O ditador não somente dita as regras dele como não aceita criticas à sua administração. Infelizmente não existe ditador somente na política e nos governos, existe também na religião e na igreja evangélica. O apóstolos João em sua 3ª carta falou sobre um obreiro chamado Diótrefes, que era um ditador na igreja. Veja como ele descreve o seu comportamento: Tenho escrito à igreja; mas Diótrefes, que procura ter entre eles o primado, não nos recebe. Por isso, se eu for, trarei à memória as obras que ele faz, proferindo contra nós palavras maliciosas; e, não contente com isto, não recebe os irmãos, e impede os que querem recebê-los, e os lança fora da igreja. Amado, não sigas o mal, mas o bem. Quem faz o bem é de Deus; mas quem faz o mal não tem visto a Deus. Este obreiro era uma pedra de tropeço. Queria de qualquer jeito ser o superior da igreja. João disse que iria confrontá-lo na frente de todos.


Temos hoje uma ganância pelo poder na igreja evangélica. Alguns pastores mudam o estatuto da igreja para ser sempre o pastor dela. Na cabeça dele só ele é capaz de cuidar daquele rebanho, só ele foi colocado por Deus na frente da igreja e ninguém tem o mesmo direto que ele tem. Muitos destes homens já estão caídos, e tudo o que eles fizerem nesse sentido é pouca coisa diante do que já está feito. Há também presidentes de convençõe que alteram e reformam o estatuto ou para ser vitalício ou para poder candidatar-se ininterruptamente. Com o poder nas mãos ele manipula, ameaça, invade campo, mudas as regras através de resolução tendenciosas.
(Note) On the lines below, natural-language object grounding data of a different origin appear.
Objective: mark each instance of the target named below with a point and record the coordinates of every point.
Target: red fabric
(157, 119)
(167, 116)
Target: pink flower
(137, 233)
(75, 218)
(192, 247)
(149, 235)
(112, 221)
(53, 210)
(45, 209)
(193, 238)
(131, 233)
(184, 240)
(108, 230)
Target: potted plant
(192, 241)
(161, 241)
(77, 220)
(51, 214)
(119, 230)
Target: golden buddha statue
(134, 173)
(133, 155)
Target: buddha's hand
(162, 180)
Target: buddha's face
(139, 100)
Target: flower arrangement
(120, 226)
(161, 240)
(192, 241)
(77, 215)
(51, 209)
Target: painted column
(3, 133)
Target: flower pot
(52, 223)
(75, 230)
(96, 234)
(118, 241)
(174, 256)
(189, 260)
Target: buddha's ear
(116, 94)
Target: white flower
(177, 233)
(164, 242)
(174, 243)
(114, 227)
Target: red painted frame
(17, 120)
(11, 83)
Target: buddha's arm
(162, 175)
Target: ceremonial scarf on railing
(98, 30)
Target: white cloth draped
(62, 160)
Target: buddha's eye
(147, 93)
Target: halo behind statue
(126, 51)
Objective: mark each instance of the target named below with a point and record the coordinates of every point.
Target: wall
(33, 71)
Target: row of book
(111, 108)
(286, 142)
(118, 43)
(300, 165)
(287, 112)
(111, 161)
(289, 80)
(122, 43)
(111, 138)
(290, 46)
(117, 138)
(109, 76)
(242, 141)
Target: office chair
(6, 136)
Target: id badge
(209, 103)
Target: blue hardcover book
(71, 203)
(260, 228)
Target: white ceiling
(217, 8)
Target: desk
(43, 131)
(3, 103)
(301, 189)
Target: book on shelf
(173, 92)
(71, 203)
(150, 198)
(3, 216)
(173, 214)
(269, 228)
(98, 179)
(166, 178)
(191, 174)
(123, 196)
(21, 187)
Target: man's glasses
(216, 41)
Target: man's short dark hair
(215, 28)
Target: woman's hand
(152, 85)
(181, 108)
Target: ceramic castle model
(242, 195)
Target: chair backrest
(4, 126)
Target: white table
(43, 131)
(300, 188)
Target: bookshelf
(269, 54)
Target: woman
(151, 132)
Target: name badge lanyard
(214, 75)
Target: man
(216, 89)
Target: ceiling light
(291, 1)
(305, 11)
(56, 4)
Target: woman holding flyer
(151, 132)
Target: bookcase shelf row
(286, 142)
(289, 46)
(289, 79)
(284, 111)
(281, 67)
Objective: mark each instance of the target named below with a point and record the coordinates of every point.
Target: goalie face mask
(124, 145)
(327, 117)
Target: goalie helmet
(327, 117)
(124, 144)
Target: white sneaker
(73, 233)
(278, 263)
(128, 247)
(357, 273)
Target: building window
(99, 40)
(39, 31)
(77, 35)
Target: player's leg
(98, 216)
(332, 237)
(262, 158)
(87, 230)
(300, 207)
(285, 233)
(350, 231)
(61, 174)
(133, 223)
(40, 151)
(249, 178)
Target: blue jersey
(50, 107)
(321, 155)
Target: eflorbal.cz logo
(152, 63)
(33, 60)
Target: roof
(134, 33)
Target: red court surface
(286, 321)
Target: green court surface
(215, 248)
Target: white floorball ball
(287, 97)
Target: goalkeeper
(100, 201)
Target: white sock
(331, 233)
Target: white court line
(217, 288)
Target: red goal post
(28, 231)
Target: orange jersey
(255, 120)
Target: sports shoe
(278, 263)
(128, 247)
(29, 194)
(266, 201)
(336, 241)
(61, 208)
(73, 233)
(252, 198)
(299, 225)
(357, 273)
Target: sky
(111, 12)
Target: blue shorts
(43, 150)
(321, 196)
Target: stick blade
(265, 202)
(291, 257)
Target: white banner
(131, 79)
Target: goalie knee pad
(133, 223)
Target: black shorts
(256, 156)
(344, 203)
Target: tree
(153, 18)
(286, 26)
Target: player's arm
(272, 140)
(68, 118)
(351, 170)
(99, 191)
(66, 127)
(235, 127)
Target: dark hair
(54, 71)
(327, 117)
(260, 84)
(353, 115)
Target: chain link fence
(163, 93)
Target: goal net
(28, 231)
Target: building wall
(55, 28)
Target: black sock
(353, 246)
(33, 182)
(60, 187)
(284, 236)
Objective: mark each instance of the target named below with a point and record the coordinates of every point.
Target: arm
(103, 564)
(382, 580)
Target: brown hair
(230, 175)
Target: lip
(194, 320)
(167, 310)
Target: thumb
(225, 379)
Vejamos as brigas que está havendo na Assembléia de Deus em São José dos Campos – SP. Primeiro, o Pr. Antonio Sellari se desligou do Ministério de Belenzinho – SP. e da CONFRADESP onde o Pr. José Wellington é presidente. Depois jubilou e deu a presidência ao Samuel Câmara - Pastor da Assembléia de Deus Belém / PA, que é o maior opositor do Pr. José Wellington na CGADB. O mesmo Pr. Samuel Câmara luta para tirar o Pr. José Wellington da presidência da CGADB. O mesmo José Wellington é acusado por Samuel Câmara de ter reformado o estatuto da CGADB para poder se reeleger sempre.

O Pr. Antonio Luis Sellari insatisfeito com a forma de Pr.Samuel Câmara administrar a igreja e a liturgia dos cultos, o acusa de responder um processo na justiça alegando que isso fere o estatuto. Resolveu então devolver a direção da igreja em São José dos Campos ao Pr. José Wellington seu antigo desafeto. E agora todos viram o programa do Pr. Samuel Câmara na Rede TV! no dia 08 de janeiro de 2011 um vídeo mostrando a vergonha de uma briga pela direção da igreja. Os programas de televisão agora não são mais programas para evangelização, são programas para cada um fazer acusações contra o outro.

O ditador não aceita oposição. Anda com medo de tudo e de todos. Qualquer palavra contrária ao seu pensamento é logo rebatida e seu “opositor” logo é ameaçado. O perfil de um ditador religioso é pior que o político. Pois o político faz tudo em nome de si e da política, o ditador religioso usa o nome de Deus para conseguir o poder ou se manter nele.

Toda ditadura é corrupta. Todo legalismo humano é egocêntrico e prejudicial. Usar o nome de Deus para se manter no poder tem sido o uso corrente dos ditadores religiosos.